If life in Africa was too demanding for Clara Clutterbuck, it was heaven for the adventuresome Beryl. She explores the forests, adopts the local Nandi tribe as her substitute family, and learns to speak Swahili. She fervently wishes to join her Nandi friend, a boy named Kibii, in becoming a Nandi warrior. Taught by Kibii’s father, Arap Maina, Beryl learns to jump “higher than her head” and even takes part in a hunt for the leopard. On her father’s ranch, she and Kibii learned to break horses. (Before becoming a pilot, Beryl was the first licensed female horse trainer in British East Africa.)

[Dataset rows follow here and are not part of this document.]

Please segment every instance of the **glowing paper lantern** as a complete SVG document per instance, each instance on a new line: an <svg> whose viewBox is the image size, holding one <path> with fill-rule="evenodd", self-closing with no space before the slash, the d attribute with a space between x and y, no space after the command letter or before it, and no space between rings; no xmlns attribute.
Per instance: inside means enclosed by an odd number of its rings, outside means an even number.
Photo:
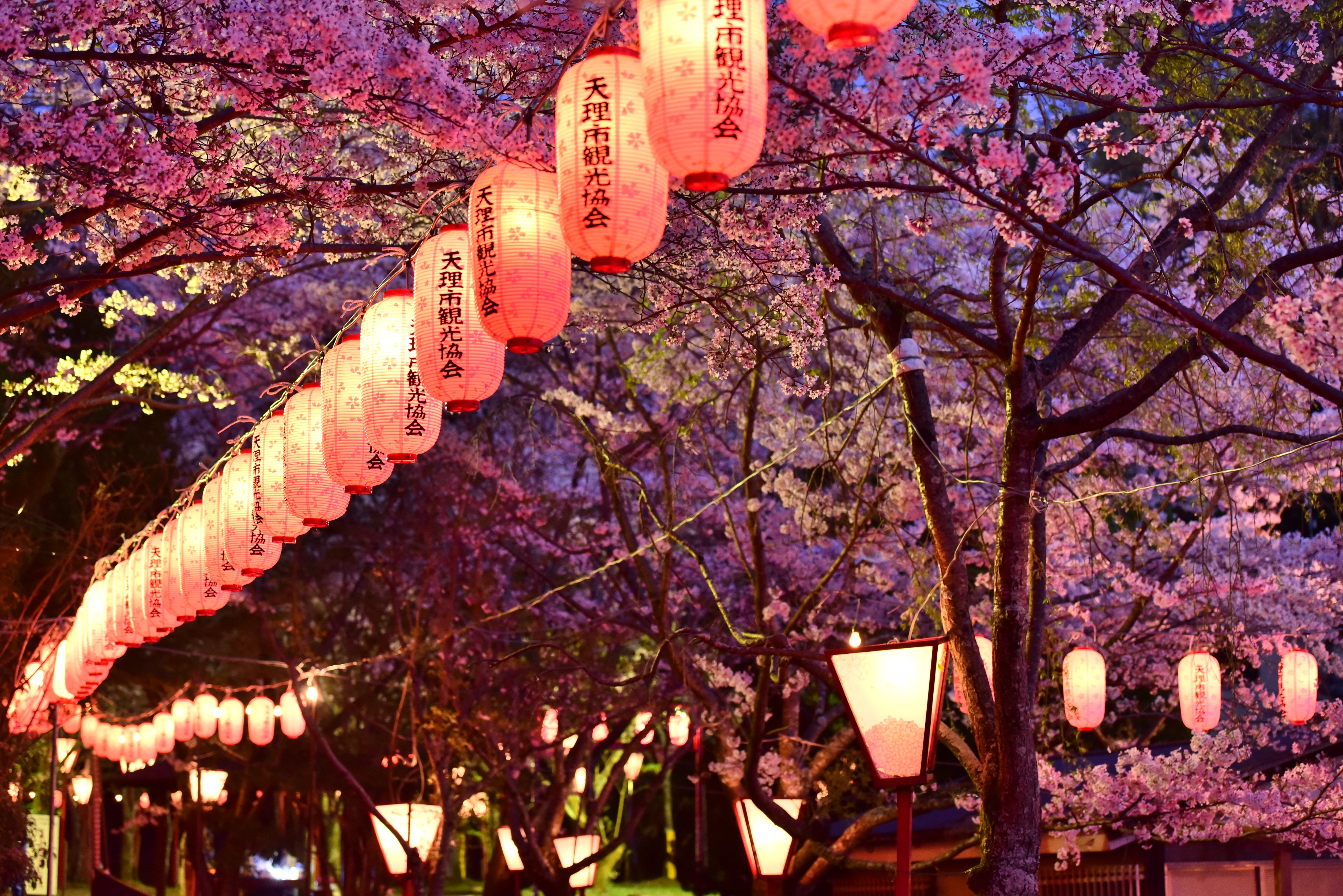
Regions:
<svg viewBox="0 0 1343 896"><path fill-rule="evenodd" d="M1199 650L1179 661L1179 716L1190 731L1211 731L1222 719L1222 666Z"/></svg>
<svg viewBox="0 0 1343 896"><path fill-rule="evenodd" d="M471 184L470 219L481 325L510 352L541 351L569 318L556 176L514 161L488 168Z"/></svg>
<svg viewBox="0 0 1343 896"><path fill-rule="evenodd" d="M560 78L555 167L569 250L623 274L662 242L667 172L649 144L638 50L595 47Z"/></svg>
<svg viewBox="0 0 1343 896"><path fill-rule="evenodd" d="M396 842L392 830L395 829L423 861L434 846L438 829L443 823L443 807L424 803L392 803L379 806L377 811L391 825L388 827L369 813L369 818L373 819L373 833L377 834L377 846L383 850L383 860L387 861L387 870L393 876L404 875L407 870L406 850Z"/></svg>
<svg viewBox="0 0 1343 896"><path fill-rule="evenodd" d="M279 696L279 729L289 739L298 737L308 731L304 709L298 705L298 696L293 690L286 690Z"/></svg>
<svg viewBox="0 0 1343 896"><path fill-rule="evenodd" d="M800 799L775 799L780 809L794 818L802 811ZM760 811L751 799L733 803L737 815L737 830L741 844L747 848L747 862L756 877L782 877L792 852L792 834L779 827Z"/></svg>
<svg viewBox="0 0 1343 896"><path fill-rule="evenodd" d="M293 544L308 532L304 517L294 516L285 501L285 408L252 430L252 484L262 532L282 544Z"/></svg>
<svg viewBox="0 0 1343 896"><path fill-rule="evenodd" d="M368 443L392 463L414 463L434 447L443 403L424 391L415 351L415 298L389 289L364 313L359 382Z"/></svg>
<svg viewBox="0 0 1343 896"><path fill-rule="evenodd" d="M653 152L686 189L723 189L760 157L768 102L764 0L639 4Z"/></svg>
<svg viewBox="0 0 1343 896"><path fill-rule="evenodd" d="M247 703L247 740L265 747L275 736L275 701L258 695Z"/></svg>
<svg viewBox="0 0 1343 896"><path fill-rule="evenodd" d="M371 493L393 469L364 434L359 355L359 336L351 334L322 359L322 461L326 474L349 494Z"/></svg>
<svg viewBox="0 0 1343 896"><path fill-rule="evenodd" d="M1105 658L1091 647L1064 657L1064 713L1078 731L1105 720Z"/></svg>
<svg viewBox="0 0 1343 896"><path fill-rule="evenodd" d="M322 394L317 383L285 406L285 504L304 525L325 527L345 513L349 494L326 474L322 459Z"/></svg>
<svg viewBox="0 0 1343 896"><path fill-rule="evenodd" d="M577 837L556 837L555 854L560 868L572 868L602 849L600 834L579 834ZM596 862L569 875L569 887L580 889L596 881Z"/></svg>
<svg viewBox="0 0 1343 896"><path fill-rule="evenodd" d="M1277 664L1277 696L1283 715L1293 725L1315 717L1320 689L1320 670L1315 657L1305 650L1288 650Z"/></svg>
<svg viewBox="0 0 1343 896"><path fill-rule="evenodd" d="M236 747L243 742L243 720L247 709L238 697L224 697L219 704L219 743Z"/></svg>
<svg viewBox="0 0 1343 896"><path fill-rule="evenodd" d="M481 325L470 261L466 224L443 227L415 253L416 368L454 414L478 408L504 379L504 345Z"/></svg>

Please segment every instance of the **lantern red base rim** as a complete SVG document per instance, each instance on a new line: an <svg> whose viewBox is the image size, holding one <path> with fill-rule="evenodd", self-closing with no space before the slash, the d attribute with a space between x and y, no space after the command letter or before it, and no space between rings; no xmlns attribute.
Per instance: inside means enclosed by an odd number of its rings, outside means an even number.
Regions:
<svg viewBox="0 0 1343 896"><path fill-rule="evenodd" d="M851 50L853 47L866 47L877 43L877 38L880 36L881 32L877 31L877 26L861 21L837 21L830 26L830 31L826 34L826 48Z"/></svg>
<svg viewBox="0 0 1343 896"><path fill-rule="evenodd" d="M588 262L588 267L598 274L626 274L630 271L633 263L629 258L620 258L619 255L598 255Z"/></svg>
<svg viewBox="0 0 1343 896"><path fill-rule="evenodd" d="M690 192L716 193L720 189L725 189L727 185L732 183L732 179L717 172L701 171L693 175L686 175L682 183Z"/></svg>
<svg viewBox="0 0 1343 896"><path fill-rule="evenodd" d="M508 341L508 351L514 355L536 355L545 345L541 340L535 336L514 336Z"/></svg>

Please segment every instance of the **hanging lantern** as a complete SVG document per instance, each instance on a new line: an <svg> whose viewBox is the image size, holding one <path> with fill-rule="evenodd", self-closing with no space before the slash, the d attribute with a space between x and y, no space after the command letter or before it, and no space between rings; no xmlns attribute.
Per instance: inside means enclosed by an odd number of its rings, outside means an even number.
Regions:
<svg viewBox="0 0 1343 896"><path fill-rule="evenodd" d="M481 325L470 257L466 224L447 224L415 253L416 369L454 414L478 408L504 379L504 345Z"/></svg>
<svg viewBox="0 0 1343 896"><path fill-rule="evenodd" d="M555 167L564 239L592 270L623 274L662 242L667 172L649 144L638 50L595 47L560 78Z"/></svg>
<svg viewBox="0 0 1343 896"><path fill-rule="evenodd" d="M290 740L308 731L308 723L304 721L304 709L298 705L298 695L293 689L279 696L279 729Z"/></svg>
<svg viewBox="0 0 1343 896"><path fill-rule="evenodd" d="M271 541L293 544L308 532L304 517L294 516L285 501L285 408L275 410L252 430L252 482L261 531Z"/></svg>
<svg viewBox="0 0 1343 896"><path fill-rule="evenodd" d="M364 394L359 382L359 336L351 334L322 359L322 461L346 494L368 494L392 474L387 454L364 435Z"/></svg>
<svg viewBox="0 0 1343 896"><path fill-rule="evenodd" d="M247 715L243 701L238 697L224 697L219 704L219 743L236 747L243 742L243 721Z"/></svg>
<svg viewBox="0 0 1343 896"><path fill-rule="evenodd" d="M1283 715L1293 725L1315 717L1320 689L1320 672L1315 657L1305 650L1288 650L1277 664L1277 696Z"/></svg>
<svg viewBox="0 0 1343 896"><path fill-rule="evenodd" d="M195 725L192 724L195 721L193 708L195 704L185 697L177 697L172 701L169 712L172 713L172 736L176 740L187 742L195 735Z"/></svg>
<svg viewBox="0 0 1343 896"><path fill-rule="evenodd" d="M826 39L830 50L876 43L882 31L904 21L915 0L788 0L788 9L807 31Z"/></svg>
<svg viewBox="0 0 1343 896"><path fill-rule="evenodd" d="M192 701L191 727L197 737L214 737L219 725L219 700L212 693L199 693Z"/></svg>
<svg viewBox="0 0 1343 896"><path fill-rule="evenodd" d="M1078 731L1105 720L1105 658L1092 647L1064 657L1064 713Z"/></svg>
<svg viewBox="0 0 1343 896"><path fill-rule="evenodd" d="M368 443L392 463L414 463L434 447L443 424L443 403L420 380L415 351L415 298L389 289L364 312L359 383Z"/></svg>
<svg viewBox="0 0 1343 896"><path fill-rule="evenodd" d="M649 137L686 189L723 189L760 157L770 98L764 8L764 0L639 4Z"/></svg>
<svg viewBox="0 0 1343 896"><path fill-rule="evenodd" d="M1211 731L1222 719L1222 666L1206 650L1179 661L1179 716L1190 731Z"/></svg>
<svg viewBox="0 0 1343 896"><path fill-rule="evenodd" d="M508 351L533 355L569 318L569 250L556 177L501 161L471 184L471 275L481 325Z"/></svg>
<svg viewBox="0 0 1343 896"><path fill-rule="evenodd" d="M247 740L265 747L275 736L275 701L258 695L247 701Z"/></svg>
<svg viewBox="0 0 1343 896"><path fill-rule="evenodd" d="M424 803L393 803L379 806L377 811L392 826L388 827L376 815L369 814L369 818L373 819L373 833L377 834L377 846L383 850L388 873L398 877L407 870L407 857L406 850L396 842L392 829L419 853L420 861L423 861L438 838L438 829L443 823L443 807Z"/></svg>
<svg viewBox="0 0 1343 896"><path fill-rule="evenodd" d="M285 406L285 504L304 525L321 528L349 506L349 494L326 474L322 459L322 394L317 383Z"/></svg>

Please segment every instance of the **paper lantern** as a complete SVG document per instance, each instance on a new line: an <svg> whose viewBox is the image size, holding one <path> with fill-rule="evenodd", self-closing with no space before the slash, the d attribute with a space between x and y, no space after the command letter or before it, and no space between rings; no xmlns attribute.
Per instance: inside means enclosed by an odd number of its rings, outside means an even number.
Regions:
<svg viewBox="0 0 1343 896"><path fill-rule="evenodd" d="M351 334L322 359L322 461L326 476L349 494L371 493L395 469L364 435L359 353L359 336Z"/></svg>
<svg viewBox="0 0 1343 896"><path fill-rule="evenodd" d="M667 172L649 144L643 63L629 47L595 47L560 78L555 167L569 251L623 274L662 242Z"/></svg>
<svg viewBox="0 0 1343 896"><path fill-rule="evenodd" d="M555 856L560 860L560 868L572 868L599 849L602 849L600 834L555 838ZM595 881L596 862L569 875L569 887L573 889L591 887Z"/></svg>
<svg viewBox="0 0 1343 896"><path fill-rule="evenodd" d="M321 528L349 506L349 494L326 474L322 459L322 392L318 383L285 406L285 504L304 525Z"/></svg>
<svg viewBox="0 0 1343 896"><path fill-rule="evenodd" d="M298 705L298 695L293 690L286 690L279 696L279 729L290 740L308 731L304 709Z"/></svg>
<svg viewBox="0 0 1343 896"><path fill-rule="evenodd" d="M1315 717L1320 672L1315 657L1305 650L1288 650L1277 664L1277 696L1283 715L1293 725L1304 725Z"/></svg>
<svg viewBox="0 0 1343 896"><path fill-rule="evenodd" d="M1179 661L1179 716L1190 731L1211 731L1222 719L1222 666L1206 650Z"/></svg>
<svg viewBox="0 0 1343 896"><path fill-rule="evenodd" d="M443 227L415 253L416 368L454 414L478 408L504 379L504 345L481 325L470 259L466 224Z"/></svg>
<svg viewBox="0 0 1343 896"><path fill-rule="evenodd" d="M775 805L796 818L802 811L800 799L775 799ZM788 853L792 852L792 834L779 827L760 811L751 799L733 803L737 815L737 830L747 849L747 864L756 877L782 877L788 866Z"/></svg>
<svg viewBox="0 0 1343 896"><path fill-rule="evenodd" d="M364 435L392 463L414 463L434 447L443 424L443 403L430 398L419 375L414 293L383 293L383 301L364 312L360 329Z"/></svg>
<svg viewBox="0 0 1343 896"><path fill-rule="evenodd" d="M723 189L760 157L770 93L764 0L643 0L653 152L686 189Z"/></svg>
<svg viewBox="0 0 1343 896"><path fill-rule="evenodd" d="M830 50L866 47L904 21L915 0L788 0L788 9Z"/></svg>
<svg viewBox="0 0 1343 896"><path fill-rule="evenodd" d="M212 693L199 693L192 701L191 727L197 737L214 737L219 725L219 700Z"/></svg>
<svg viewBox="0 0 1343 896"><path fill-rule="evenodd" d="M247 740L265 747L275 736L275 701L258 695L247 701Z"/></svg>
<svg viewBox="0 0 1343 896"><path fill-rule="evenodd" d="M252 489L254 474L252 450L243 449L224 463L220 486L224 555L243 575L252 578L275 566L283 547L261 531L257 496Z"/></svg>
<svg viewBox="0 0 1343 896"><path fill-rule="evenodd" d="M243 723L247 709L238 697L224 697L219 704L219 743L236 747L243 742Z"/></svg>
<svg viewBox="0 0 1343 896"><path fill-rule="evenodd" d="M1064 713L1080 731L1105 720L1105 658L1092 647L1064 657Z"/></svg>
<svg viewBox="0 0 1343 896"><path fill-rule="evenodd" d="M443 807L424 803L393 803L379 806L377 811L387 819L387 825L391 825L388 827L369 813L369 818L373 819L373 832L377 834L377 846L383 850L383 860L387 862L387 870L392 876L404 875L407 872L406 850L396 842L392 830L395 829L423 861L438 838L438 829L443 823Z"/></svg>
<svg viewBox="0 0 1343 896"><path fill-rule="evenodd" d="M195 735L195 704L185 697L177 697L172 701L172 736L177 740L187 742Z"/></svg>
<svg viewBox="0 0 1343 896"><path fill-rule="evenodd" d="M261 531L271 541L293 544L308 532L304 517L294 516L285 501L285 410L279 408L252 430L252 482Z"/></svg>
<svg viewBox="0 0 1343 896"><path fill-rule="evenodd" d="M569 250L553 173L502 161L471 184L470 244L481 325L532 355L569 318Z"/></svg>

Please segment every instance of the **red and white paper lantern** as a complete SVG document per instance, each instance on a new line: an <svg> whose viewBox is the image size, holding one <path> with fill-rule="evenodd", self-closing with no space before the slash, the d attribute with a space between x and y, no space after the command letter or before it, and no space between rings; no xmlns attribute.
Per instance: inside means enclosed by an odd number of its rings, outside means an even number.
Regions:
<svg viewBox="0 0 1343 896"><path fill-rule="evenodd" d="M504 345L485 332L473 283L466 224L447 224L415 254L416 367L454 414L478 408L504 379Z"/></svg>
<svg viewBox="0 0 1343 896"><path fill-rule="evenodd" d="M595 47L560 78L555 167L564 240L592 270L623 274L662 242L667 171L649 142L638 50Z"/></svg>
<svg viewBox="0 0 1343 896"><path fill-rule="evenodd" d="M285 406L285 504L304 525L321 528L349 506L349 494L322 459L322 392L304 383Z"/></svg>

Beryl rebels at every attempt to turn her into a proper young lady, even as she comes to understand the daughter of a British colonialist can never really become African. 
I received an advance review copy of “Promise the Night” believing it to be a young adult novel, but it is ideal for younger readers—say, ages 9 to 12. Younger teens would like it as well.
Older teens and adults interested in learning more about Beryl Markham should check out her remarkable memoir, “West With the Night.” I recently listened to the unabridged audio version (Blackstone Audio, 2005), read by actress Julie Harris. It is little wonder that Ernest Hemingway, who was not often in the habit of praising other writers, wrote, “[she] can write rings around all of us who consider ourselves writers.” Her fine prose is especially remarkable given her early dislike of reading and writing, although some have suggested that “West With the Night” was ghostwritten by her husband, a Hollywood screen writer.
No matter. Both “Promise the Night” and “West with the Night” are high-flying adventures.